2. Seek Medical Care
Even if you don’t think you have a motorcycle accident injury, you should still let paramedics check you out. Scrapes, bruises, and cuts are very common after motorcycle accidents, but they might be more serious than you realize, requiring stitches.
Internal injuries after an accident are also hard to see, so look after your health by ensuring you seek medical care.
If anyone has been seriously injured, make sure you know what hospital they’ve been taken to, so that you can notify their family.
You may need to also get additional follow-up care after the accident, so visit your family doctor if this is recommended to you by the paramedics.
3. Move to a Safe Location
After the accident, you’ll want to move the bikes or cars off of the road, if you can. This is because your vehicles are likely blocking the road, impeding traffic.
However, it’s also for your own safety, as standing on or near a road, especially at night, means it might be hard for other drivers to see you.
If the vehicles can’t be moved or are too damaged to drive, put out flares or lights to make it easier for other drivers to see as they approach.

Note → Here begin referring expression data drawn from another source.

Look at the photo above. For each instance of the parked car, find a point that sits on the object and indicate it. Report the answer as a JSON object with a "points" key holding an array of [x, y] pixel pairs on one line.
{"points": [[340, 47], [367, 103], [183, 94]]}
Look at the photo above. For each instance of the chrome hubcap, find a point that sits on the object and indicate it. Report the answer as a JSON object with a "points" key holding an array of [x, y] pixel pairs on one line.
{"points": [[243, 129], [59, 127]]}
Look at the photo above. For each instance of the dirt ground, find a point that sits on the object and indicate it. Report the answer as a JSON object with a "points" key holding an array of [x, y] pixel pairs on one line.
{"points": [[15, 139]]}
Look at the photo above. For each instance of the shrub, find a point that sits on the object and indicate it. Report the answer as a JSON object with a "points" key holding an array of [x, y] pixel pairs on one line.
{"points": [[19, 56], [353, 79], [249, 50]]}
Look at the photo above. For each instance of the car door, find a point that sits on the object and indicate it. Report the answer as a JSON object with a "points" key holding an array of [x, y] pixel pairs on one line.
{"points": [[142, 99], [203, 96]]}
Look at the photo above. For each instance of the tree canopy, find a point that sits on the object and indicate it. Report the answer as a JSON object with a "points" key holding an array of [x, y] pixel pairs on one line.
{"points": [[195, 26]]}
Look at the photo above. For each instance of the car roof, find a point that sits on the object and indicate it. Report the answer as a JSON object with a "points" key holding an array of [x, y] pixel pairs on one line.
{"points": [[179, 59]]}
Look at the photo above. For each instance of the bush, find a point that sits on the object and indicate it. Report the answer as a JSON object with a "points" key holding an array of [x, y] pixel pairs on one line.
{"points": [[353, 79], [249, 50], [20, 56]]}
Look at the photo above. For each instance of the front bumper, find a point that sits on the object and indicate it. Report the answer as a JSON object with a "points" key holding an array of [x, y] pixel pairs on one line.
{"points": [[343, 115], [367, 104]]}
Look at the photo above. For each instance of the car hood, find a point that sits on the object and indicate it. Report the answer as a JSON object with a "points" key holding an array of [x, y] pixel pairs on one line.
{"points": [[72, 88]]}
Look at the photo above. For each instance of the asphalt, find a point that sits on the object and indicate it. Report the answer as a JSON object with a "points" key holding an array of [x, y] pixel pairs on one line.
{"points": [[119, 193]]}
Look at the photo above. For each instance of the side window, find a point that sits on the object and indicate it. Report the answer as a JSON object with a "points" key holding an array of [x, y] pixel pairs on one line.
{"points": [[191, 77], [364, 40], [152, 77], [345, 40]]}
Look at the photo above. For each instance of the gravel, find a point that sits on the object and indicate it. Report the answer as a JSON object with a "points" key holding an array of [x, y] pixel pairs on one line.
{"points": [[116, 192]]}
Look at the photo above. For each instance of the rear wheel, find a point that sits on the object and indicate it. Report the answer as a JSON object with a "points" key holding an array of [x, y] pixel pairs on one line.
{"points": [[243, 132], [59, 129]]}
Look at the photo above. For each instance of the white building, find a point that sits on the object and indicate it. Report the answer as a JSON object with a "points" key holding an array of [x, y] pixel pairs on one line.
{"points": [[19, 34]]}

4. Exchange Details With the Other Driver
Next, you’ll need to exchange details with the other motorcycle rider or driver. This is for insurance purposes, as your auto insurance provider will need to contact the other driver and their insurance company.
Make sure to give each other the make and model of your bike, license plate number, insurance policy number, and your full name and contact details.
Sometimes, tempers can run high after an accident, so both parties should try their best to remain calm and be polite to each other. If you feel intimidated or concerned about how the other driver is behaving, ask the police officer on the scene to help facilitate the conversation.
If anyone witnessed the accident, ask for their contact as well, as their testimony can be important in court.
5. Document the Damage
Before leaving the scene, you’ll want to document the scene. Use your phone to snap some photos and video of the accident scene. This is important for insurance purposes and in case the accident goes to trial.
Take detailed, clear photos of the damage to your motorcycle, the damage to the other vehicle, and any photos that demonstrate special circumstances—like heavy rain, damaged road signs, or confusing intersections.
6. Contact Your Insurance Company
As soon as possible, it’s helpful to call your insurance company and report the claim. Your insurance should cover the damages to your motorcycle and your medical bills, so the sooner you file your claim, the sooner you can get compensation.
Your insurance adjuster will talk you through the process of submitting your claim and will help you schedule an appointment to have your bike appraised. This lets the insurance company work out the number of repairs that need to be done.
If the repairs needed are more than the value of the motorcycle, then the bike might be written off as totaled. In that case, you’ll be paid out for the value of your motorcycle.
7. Hire a Motorcycle Accident Lawyer
Sometimes, it can be hard to work out who’s at fault after an accident. In these cases, the accident often goes to court, working out which party is responsible for the damages.
If your case is going to court, hire a local motorcycle accident attorney who can represent you. Court cases can be complex, so finding an experienced lawyer helps you get the best possible results.
Look for a local lawyer who specializes in motorcycle accidents and is well-regarded in the community. Then, schedule a consultation where you can meet to work out the details of your case and your legal strategy.
Stay Safe After a Motorcycle Accident
If you’ve been involved in a motorcycle accident, follow the steps above to protect yourself and get help. Anyone who rides a bike should be familiar with the steps as well, as motorcycle safety means being prepared for anything.
Hopefully, you’ll never be part of an accident, but if it does, take a few deep breaths, try to remain calm, and follow the guidance of police and EMTs. Before you know it, you’ll get your bike repaired and you’ll be back on the road.